Article Summary (Model: gpt-5-mini-2025-08-07)
Subject: Proton Lumo Spam
The Gist: David Bushell reports receiving a promotional email about Proton’s AI product Lumo despite having explicitly unsubscribed from “Lumo product updates.” Proton support repeatedly pointed to the same opt-out toggle and later claimed the message was a separate “Proton for Business” newsletter; Bushell calls this spam, suggests it may breach GDPR/UK data-protection rules, and frames it as an example of a wider “AI consent” problem (he also notes a similar unsolicited GitHub Copilot email).
Key Claims/Facts:
- Opt-out ignored: The author had the “Lumo product updates” toggle unchecked but still received a Lumo-branded email; support first re-sent the opt-out instructions and later argued the mail was a business newsletter.

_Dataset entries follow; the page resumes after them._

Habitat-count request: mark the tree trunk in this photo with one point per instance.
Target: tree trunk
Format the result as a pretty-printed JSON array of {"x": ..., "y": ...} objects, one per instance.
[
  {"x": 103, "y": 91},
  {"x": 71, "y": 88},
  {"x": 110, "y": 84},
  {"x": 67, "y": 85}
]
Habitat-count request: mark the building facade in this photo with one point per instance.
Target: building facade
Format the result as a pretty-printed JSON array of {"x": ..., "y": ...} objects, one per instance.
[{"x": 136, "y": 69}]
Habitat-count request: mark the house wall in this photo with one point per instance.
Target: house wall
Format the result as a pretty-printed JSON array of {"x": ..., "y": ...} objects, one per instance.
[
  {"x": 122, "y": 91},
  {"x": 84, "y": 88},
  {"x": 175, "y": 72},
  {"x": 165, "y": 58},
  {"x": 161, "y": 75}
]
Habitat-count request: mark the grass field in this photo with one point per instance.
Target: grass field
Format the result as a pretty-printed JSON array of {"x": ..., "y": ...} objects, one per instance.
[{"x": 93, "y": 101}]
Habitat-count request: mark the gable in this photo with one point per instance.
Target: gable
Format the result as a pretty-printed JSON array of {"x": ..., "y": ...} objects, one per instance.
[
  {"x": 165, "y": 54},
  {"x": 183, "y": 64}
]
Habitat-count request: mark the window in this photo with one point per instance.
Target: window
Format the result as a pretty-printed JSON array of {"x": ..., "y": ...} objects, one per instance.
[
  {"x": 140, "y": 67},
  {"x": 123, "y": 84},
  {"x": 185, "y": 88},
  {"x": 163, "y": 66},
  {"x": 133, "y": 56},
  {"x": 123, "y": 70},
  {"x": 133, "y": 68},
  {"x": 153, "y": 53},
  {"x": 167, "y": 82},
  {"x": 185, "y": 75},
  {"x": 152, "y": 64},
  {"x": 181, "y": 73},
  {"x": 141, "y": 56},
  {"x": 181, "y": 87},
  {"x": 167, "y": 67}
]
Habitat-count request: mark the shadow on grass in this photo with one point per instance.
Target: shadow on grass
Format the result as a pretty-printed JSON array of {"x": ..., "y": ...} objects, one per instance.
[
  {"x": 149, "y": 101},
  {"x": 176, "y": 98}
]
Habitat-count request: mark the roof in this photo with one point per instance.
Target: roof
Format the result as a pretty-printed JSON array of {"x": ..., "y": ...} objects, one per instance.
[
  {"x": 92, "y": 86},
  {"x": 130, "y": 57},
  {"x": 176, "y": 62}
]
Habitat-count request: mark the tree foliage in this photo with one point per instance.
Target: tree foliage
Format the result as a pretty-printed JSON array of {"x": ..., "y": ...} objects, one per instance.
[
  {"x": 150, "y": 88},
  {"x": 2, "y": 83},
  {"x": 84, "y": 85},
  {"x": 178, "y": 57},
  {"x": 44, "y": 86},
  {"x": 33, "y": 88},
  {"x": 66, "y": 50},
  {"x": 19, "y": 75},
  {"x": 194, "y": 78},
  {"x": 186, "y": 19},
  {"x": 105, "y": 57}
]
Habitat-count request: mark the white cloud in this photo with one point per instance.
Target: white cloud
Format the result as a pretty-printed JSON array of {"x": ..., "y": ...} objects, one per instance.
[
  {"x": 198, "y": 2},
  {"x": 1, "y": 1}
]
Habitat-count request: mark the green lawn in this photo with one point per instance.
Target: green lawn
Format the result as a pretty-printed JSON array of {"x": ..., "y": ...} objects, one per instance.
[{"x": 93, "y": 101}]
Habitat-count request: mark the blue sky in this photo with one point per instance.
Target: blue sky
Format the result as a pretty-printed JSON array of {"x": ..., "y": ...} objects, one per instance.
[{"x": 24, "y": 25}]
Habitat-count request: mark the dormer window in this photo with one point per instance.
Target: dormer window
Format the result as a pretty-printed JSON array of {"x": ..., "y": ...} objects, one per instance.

- Possible legal issue: Bushell contends unsolicited marketing here could violate GDPR/UK data-protection law and is an abuse of Proton’s service toward a paying customer.
- Wider pattern — AI and consent: He uses the incident to argue that AI products and their owners frequently push features/marketing onto users who explicitly say “no,” and cites a second example where GitHub sent Copilot marketing despite opt-outs.
Discussion Summary (Model: gpt-5-mini-2025-08-07)
Consensus: Skeptical — most commenters see the episode as a marketing/consent/regulatory problem rather than a novel AI-specific failure.